Hi numba community,

I have relatively simple piece of code which I am parallelizing. It works for smaller datasets as it is now, but I do not see the parallel scaling I would expect. I am new to using numba and as such my implementation is probably far from optimal. It is my hope that someone here point me in the right direction.

What I’m doing in brief:

I have datasets with 1k-12k rows (variables) and 400k-1.2m columns (samples) and I am calculating a similarity metric between all samples based on cosine similarity scaled by the number of non-zero overlaps. This generates a rather large square adjacency matrix which I preallocate and fill out using `np.memmap()`

to avoid memory constraints.

Code:

```
import numpy as np
import pandas as pd
from numba import njit, prange
from numba_progress import ProgressBar
# -------------------------------------
# functions
@njit
def nz_overlap_count_func(array):
"""
Returns the count of non-zero overlaps between two 1D arrays.
"""
n = 0
for i in array:
if i != 0:
n += 1
return n
@njit(nogil=True, parallel=True)
def cosines_memmap(input_data, output_memmap, progress_proxy):
"""
Calculates the cosine similarity between overlapping variables of
all columns in input array and updates an array stored on disk
with the values.
Input:
input_data: A 2D np.array of np.float32
output_memmap: A 2D np.array stored on disk using np.memmap()
progress_proxy: A ProgressBar object to track progress
"""
# Loop over all samples, i
for i in prange(input_data.shape[1]):
query = input_data[:,i]
# Loop over all samples j >= i
for j in range(i, input_data.shape[1]):
reference = input_data[:,j]
# Get number of non-zero overlaps between query and reference
ol = nz_overlap_count_func(query*reference)
if ol == 0:
ol = 1
# Calculate cosine similarity from overlapping variables between samples i and j,
# scale it by the number of overlaps between samples i and j,
# then update the (i,j)'th entry in the output array on disk
q_denom = np.sqrt(np.sum(query[reference.nonzero()]**2))
if q_denom == 0:
q_denom = 1
r_denom = np.sqrt(np.sum(reference[query.nonzero()]**2))
if r_denom == 0:
r_denom = 1
output_memmap[i,j] = ((query / q_denom) @ (reference / r_denom)) * ((1-(1/ol))**2)
progress_proxy.update(1)
# -------------------------------------
# Some test data
input_shape = (1000,5800)
input_data = np.random.default_rng(seed=12).normal(size=input_shape).astype(np.float32)
input_data[np.abs(input_data) < 2] = 0
output_arr = np.memmap('/path/to/output.file', dtype=np.float32, mode='w+', shape=(input_shape[1],input_shape[1]))
# -------------------------------------
# Run to compile
first_i = np.random.default_rng(seed=12).normal(size=(5,15))
first_o = np.memmap('/path/to/output_f.file', dtype=np.float32, mode='w+', shape=(first_i.shape[1],first_i.shape[1]))
with ProgressBar(total=first_i.shape[1]) as progress:
cosines_memmap(first_i, first_o, progress)
# Run actual
set_num_threads(8)
with ProgressBar(total=input_shape[1]) as progress:
cosines_memmap(input_data, output_arr, progress)
```

As the adjacency matrix is mirrored across the diagonal I only calculate the upper triangle (the *j*-loop). Thus when I run it with `parallel=False`

I would expect iterations/sec to increase over the run as we are making fewer and fewer calculations for each *i*. This is indeed what I observe, and I get a runtime of ~2min 50sec for the given example.

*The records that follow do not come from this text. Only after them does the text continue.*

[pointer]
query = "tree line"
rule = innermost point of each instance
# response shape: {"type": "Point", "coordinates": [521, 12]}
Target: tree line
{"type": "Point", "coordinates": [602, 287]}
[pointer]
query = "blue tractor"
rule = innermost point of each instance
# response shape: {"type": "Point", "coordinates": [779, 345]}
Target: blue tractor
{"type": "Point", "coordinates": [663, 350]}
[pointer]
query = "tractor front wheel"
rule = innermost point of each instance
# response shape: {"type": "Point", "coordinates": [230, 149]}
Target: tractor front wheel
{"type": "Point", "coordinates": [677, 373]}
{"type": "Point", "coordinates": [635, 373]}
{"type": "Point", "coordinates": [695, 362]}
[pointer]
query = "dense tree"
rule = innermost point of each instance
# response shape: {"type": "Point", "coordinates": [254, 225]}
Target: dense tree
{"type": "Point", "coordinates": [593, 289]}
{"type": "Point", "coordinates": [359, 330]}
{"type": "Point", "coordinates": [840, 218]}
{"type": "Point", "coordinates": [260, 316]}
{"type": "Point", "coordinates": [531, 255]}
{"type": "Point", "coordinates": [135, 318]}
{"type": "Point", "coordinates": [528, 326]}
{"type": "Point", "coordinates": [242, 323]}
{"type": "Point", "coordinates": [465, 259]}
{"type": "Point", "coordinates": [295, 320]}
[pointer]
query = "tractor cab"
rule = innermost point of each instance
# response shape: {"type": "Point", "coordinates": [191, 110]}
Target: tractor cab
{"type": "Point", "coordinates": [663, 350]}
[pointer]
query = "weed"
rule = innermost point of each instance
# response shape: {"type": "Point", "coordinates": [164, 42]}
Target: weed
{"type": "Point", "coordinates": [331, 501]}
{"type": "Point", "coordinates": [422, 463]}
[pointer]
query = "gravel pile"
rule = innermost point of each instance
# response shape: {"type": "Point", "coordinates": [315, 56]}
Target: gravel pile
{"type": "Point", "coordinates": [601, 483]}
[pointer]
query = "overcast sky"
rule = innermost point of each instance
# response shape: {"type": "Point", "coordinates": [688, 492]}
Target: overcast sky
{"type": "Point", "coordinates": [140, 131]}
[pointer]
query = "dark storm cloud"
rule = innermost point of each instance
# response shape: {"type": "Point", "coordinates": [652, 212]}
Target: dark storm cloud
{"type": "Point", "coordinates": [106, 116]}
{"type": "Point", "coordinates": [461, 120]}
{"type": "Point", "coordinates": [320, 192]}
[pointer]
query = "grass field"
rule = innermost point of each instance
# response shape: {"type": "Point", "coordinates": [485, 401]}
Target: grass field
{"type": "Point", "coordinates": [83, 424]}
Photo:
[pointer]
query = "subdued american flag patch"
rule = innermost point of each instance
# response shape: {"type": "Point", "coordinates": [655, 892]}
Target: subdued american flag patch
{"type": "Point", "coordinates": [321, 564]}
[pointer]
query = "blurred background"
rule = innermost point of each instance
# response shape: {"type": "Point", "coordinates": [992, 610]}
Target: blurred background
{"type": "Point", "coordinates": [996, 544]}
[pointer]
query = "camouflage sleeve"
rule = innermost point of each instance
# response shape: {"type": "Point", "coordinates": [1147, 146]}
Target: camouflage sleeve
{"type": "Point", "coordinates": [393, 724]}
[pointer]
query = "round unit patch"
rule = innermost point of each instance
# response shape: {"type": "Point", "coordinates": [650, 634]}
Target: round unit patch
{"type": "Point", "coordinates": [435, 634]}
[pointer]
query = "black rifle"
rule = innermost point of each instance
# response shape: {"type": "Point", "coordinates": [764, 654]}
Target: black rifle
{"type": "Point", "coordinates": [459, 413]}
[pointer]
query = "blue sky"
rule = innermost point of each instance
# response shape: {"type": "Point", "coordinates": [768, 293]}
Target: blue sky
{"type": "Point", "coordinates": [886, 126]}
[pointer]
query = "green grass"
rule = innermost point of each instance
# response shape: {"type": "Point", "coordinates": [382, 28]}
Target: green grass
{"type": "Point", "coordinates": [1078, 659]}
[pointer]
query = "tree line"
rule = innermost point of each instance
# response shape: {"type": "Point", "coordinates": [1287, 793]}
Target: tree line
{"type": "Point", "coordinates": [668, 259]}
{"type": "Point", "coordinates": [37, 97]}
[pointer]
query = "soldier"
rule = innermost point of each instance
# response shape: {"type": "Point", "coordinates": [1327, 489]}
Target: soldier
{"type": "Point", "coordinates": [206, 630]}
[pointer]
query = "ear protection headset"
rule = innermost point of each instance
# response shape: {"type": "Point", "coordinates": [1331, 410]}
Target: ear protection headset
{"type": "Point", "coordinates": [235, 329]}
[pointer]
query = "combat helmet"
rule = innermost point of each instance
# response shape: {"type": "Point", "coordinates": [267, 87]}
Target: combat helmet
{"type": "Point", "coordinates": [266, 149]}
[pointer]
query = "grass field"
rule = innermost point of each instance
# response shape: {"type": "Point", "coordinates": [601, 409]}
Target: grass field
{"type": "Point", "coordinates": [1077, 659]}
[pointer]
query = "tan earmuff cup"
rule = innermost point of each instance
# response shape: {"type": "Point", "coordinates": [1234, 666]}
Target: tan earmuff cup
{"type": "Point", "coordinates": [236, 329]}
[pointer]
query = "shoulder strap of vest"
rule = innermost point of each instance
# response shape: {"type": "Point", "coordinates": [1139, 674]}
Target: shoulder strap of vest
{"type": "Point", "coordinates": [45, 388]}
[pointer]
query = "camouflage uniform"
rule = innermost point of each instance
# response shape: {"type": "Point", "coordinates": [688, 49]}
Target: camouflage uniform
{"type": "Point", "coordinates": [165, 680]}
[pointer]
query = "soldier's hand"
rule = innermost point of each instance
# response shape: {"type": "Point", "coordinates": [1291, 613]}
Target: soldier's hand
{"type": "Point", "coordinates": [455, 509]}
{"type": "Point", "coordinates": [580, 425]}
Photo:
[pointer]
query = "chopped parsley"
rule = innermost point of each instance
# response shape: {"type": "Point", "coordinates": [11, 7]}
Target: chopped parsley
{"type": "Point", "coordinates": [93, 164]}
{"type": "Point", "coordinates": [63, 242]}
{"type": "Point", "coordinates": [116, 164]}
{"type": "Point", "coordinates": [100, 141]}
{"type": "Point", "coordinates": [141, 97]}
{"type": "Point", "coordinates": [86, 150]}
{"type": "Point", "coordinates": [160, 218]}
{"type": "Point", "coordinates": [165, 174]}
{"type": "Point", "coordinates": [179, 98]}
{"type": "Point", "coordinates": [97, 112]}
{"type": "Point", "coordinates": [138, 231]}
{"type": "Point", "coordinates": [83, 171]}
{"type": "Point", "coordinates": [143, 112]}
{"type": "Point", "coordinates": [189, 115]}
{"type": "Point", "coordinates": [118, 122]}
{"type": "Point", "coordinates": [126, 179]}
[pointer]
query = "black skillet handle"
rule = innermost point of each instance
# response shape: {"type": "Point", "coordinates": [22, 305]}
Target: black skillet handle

However for `parallel=True`

I no longer see this behaviour: In fact, iterations/sec decreases over the run. Perhaps this has to do with how numba splits up the work between the threads, where it does not take into account that the workload decreases along the *i* loop. Also, for the given example I see no further decreases in runtime past ~8 threads which finishes in ~45 seconds.

Eventually I get rid of the dense adjacency matrix by setting a threshold under which everything is set to zero and save that as a sparse matrix. Overall this feels wasteful, and my initial approach was to append (*i*,*j*,*value*) to a list if *value* was above some threshold. From that I could construct a sparse COO matrix without ever holding the full dense adjacency matrix in memory. At that point I would no longer have to use a memory mapped file on disk, which I assume would also speed the whole thing up. This unfortunately cannot be parallelized as I do not know the length of the list in advance, which is why I have ended up with the memory mapped approach.